Chasing fake accounts on social networks is an high-tech game of cat and mouse game, and as soon as one troll is down, another one pops up. But Facebook has revealed that it has a new trick up its sleeve to better identify spammers – an improved weapon-of-choice that attackers won’t be able to dodge as easily as before, according to the social media giant.
Facebook’s engineers have developed a more efficient machine-learning tool, which has already helped take down 6.6 billion fake accounts in the last year. And that number doesn’t even include the additional “millions” of “attempts” to create fake accounts that are blocked daily, according to Bochra Gharbaoui, data science manager at Facebook.
The reason for the platform’s recent success in the war against spammers and scammers is a technology called Deep Entity Classification (DEP). The name reflects the complexity of the tool, which leverages machine learning to analyse not only the accounts that are active on Facebook, but also each individual profile’s behaviour and interaction with the rest of the community.
Facebook’s engineers refer to the “deep features” of each account, which are the behavioral patterns of profiles, rather than the direct characteristics of an account. In other words, instead of only registering details like the creation date of an account or the number of friend requests it has sent, DEP also looks at all of the properties of the profiles, groups or pages that a particular user has made contact with.
DEP doesn’t only register which groups a particular individual has joined; but also the number of admins in the group, it’s members, or the time since the group was created. The tool won’t only look at the number of friend requests sent by one profile, but also the number of requests sent by the accounts that this profile has befriended.
After extracting these “deep features”, the algorithm can aggregate them to find out things like the mean number of users in all the groups that one profile has joined, or the maximum number of groups that a given profile’s friends are part of. DEP can effectively map the complexity of every Facebook profile’s network of friends, groups, pages and so on.

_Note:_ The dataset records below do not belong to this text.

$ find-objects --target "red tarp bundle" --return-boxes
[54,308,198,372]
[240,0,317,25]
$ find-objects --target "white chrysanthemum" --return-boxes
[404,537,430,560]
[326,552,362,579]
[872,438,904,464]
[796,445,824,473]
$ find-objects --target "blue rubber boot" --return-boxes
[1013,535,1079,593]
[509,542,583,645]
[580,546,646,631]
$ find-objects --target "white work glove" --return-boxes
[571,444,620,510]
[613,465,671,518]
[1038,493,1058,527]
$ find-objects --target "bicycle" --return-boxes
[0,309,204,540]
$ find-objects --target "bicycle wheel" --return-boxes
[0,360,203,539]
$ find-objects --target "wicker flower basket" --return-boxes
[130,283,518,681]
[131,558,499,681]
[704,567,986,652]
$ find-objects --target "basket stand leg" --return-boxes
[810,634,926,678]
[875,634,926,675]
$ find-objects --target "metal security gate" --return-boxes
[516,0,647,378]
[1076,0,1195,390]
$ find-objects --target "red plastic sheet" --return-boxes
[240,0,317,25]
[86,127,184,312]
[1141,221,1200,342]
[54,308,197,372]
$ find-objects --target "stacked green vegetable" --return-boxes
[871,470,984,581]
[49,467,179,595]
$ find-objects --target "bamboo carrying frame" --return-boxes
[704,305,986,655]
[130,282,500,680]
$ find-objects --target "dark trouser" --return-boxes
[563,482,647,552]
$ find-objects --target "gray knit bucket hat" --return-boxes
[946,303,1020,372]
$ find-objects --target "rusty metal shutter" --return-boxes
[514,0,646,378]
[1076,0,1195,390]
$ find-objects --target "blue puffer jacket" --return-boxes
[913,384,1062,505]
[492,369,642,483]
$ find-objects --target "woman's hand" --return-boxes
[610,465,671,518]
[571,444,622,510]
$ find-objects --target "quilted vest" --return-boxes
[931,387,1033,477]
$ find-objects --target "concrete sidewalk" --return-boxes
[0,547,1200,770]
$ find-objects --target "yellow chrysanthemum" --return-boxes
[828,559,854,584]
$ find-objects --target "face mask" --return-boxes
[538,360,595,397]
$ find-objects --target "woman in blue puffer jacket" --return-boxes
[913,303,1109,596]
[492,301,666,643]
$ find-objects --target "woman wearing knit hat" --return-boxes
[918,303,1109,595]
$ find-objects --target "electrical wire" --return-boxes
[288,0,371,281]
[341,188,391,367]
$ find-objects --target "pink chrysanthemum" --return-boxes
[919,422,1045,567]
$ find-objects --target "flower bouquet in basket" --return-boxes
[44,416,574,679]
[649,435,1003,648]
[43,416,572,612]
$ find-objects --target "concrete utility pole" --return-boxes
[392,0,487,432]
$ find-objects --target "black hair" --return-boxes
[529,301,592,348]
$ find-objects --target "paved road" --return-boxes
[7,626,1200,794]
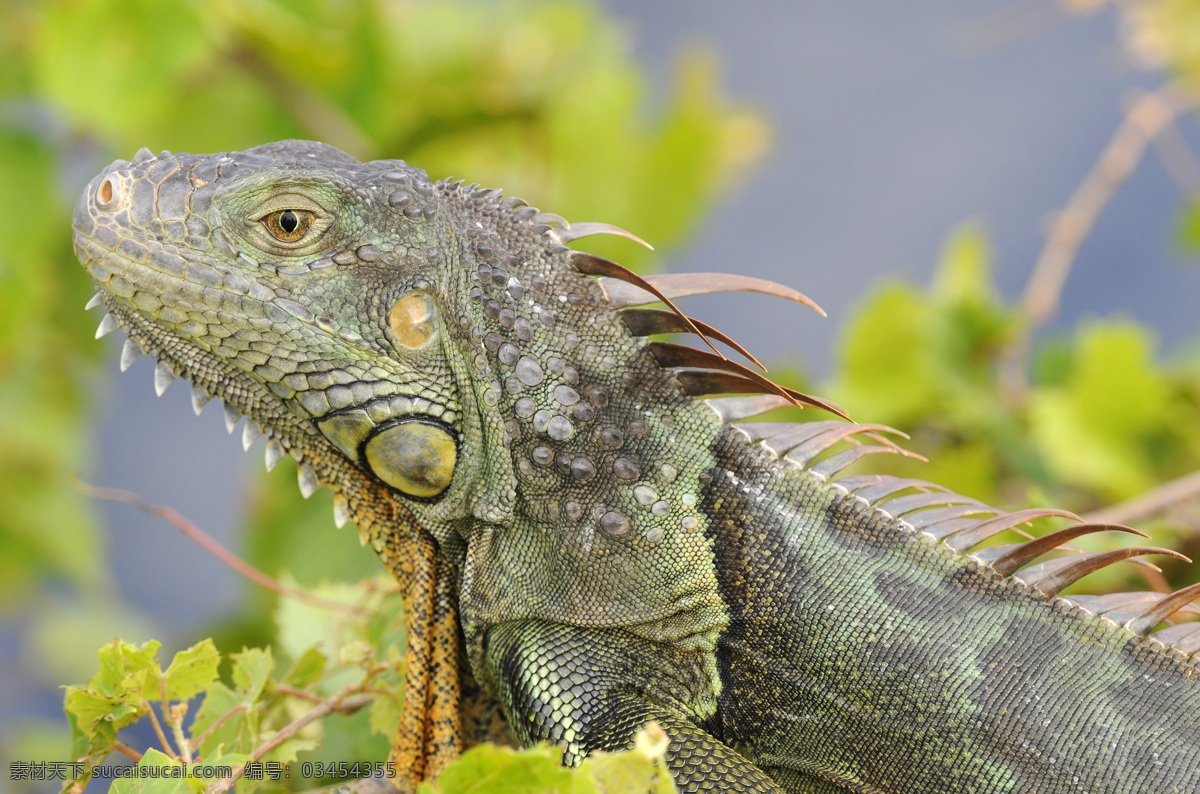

“You end up with tens of thousands of features per account, that reflect the whole model around the account,” said Daniel Bernhardt, engineering manager at Facebook. “So you can see, through a number of signals, if a user is trying to misrepresent their identity. It’s not so much about the content of an account, but about how that account interacts with others on the platform.”
With about 20,000 features gathered for each profile, the main advantage of the new tool is how difficult it is to reverse engineer. Traditional machine-learning methods, said Bernhardt, are too easily tricked by attackers. If an algorithm only looks at a handful of features to determine if an account is fake, spammers can easily work out how to look real – “just like a virus”, explained Bernhardt, that only needs a couple of mutations to get past the body’s defense system.
Most of the tools put forward so far to detect fake users follow the model that Bernhardt wants to avoid. Engineers train algorithms on a limited set of characteristics directly linked to the account, such as “spam commenting”, or “engagement rate”, to detect fake profiles. “The problem is adversarial robustness,” said Bernhardt’s colleague Gharbaoui. “Adversaries can control direct features quite easily, for example by managing the number of friend requests they send out. That’s why you need to look at deep features – the graph and the model around the account.”
Facebook’s team said that DEP has already had promising results. The tool, in the months that it has been deployed on the social network, has taken down billions of fake accounts and reduced the estimated volume of spammers and scammers by 27%. Gharbaoui said that the estimated volume of fake accounts on Facebook is now 5%.
But while the new algorithm might let the social media giant win one battle, Facebook is nowhere near certain to win the war against fake accounts. It is only a matter of time before attackers figure out a way around the improved tool. The platform’s engineers say so themselves: “Adversaries move fast,” said Gharbaoui. “Their adaptation cycle is fierce, and it’s getting more sophisticated.”
And the stakes are getting higher. Only last year, Facebook removed a global network of more than 900 accounts, pages and groups that had used sophisticated methods such as AI-generated profile pictures to spread pro-Trump narratives to 55 million users. Operated by accounts based in Vietnam and in the US, the fake profiles were feeding into a complex network, by administering groups, increasing the membership of these groups, and liking posts on pages.
That was a few months after the social media giant removed 2,600 fake pages, groups and accounts that were engaging in “coordinated inauthentic behavior”. Facebook’s head of cybersecurity policy Nathan Gleicher said at the time: “While we are making progress rooting out this abuse, it’s an ongoing challenge because the people responsible are determined and well-funded. We constantly have to improve to stay ahead.”
Given the unprecedented level of sophistication seen in recent attacks, it is unclear how long Facebook’s new algorithm will withstand the creativity and resilience of attackers motivated by financial gain and other forms of abuse. Bernhardt and Gharbaoui, although enthused by the performance of DEP so far, conceded that the field is still “very strongly attacker-controlled”.
As adversaries change their behaviors, so will Facebook’s new tool need re-training. And even enhancing the algorithm will have to wait until engineers figure out the new tactics adopted by their opponents. “The adversarial nature of this space is new,” said Bernhardt. “It continues to be a big problem, and it’s an on-going evolution. We are still at the beginning.” At the moment, it’s not even certain there will ever be an end.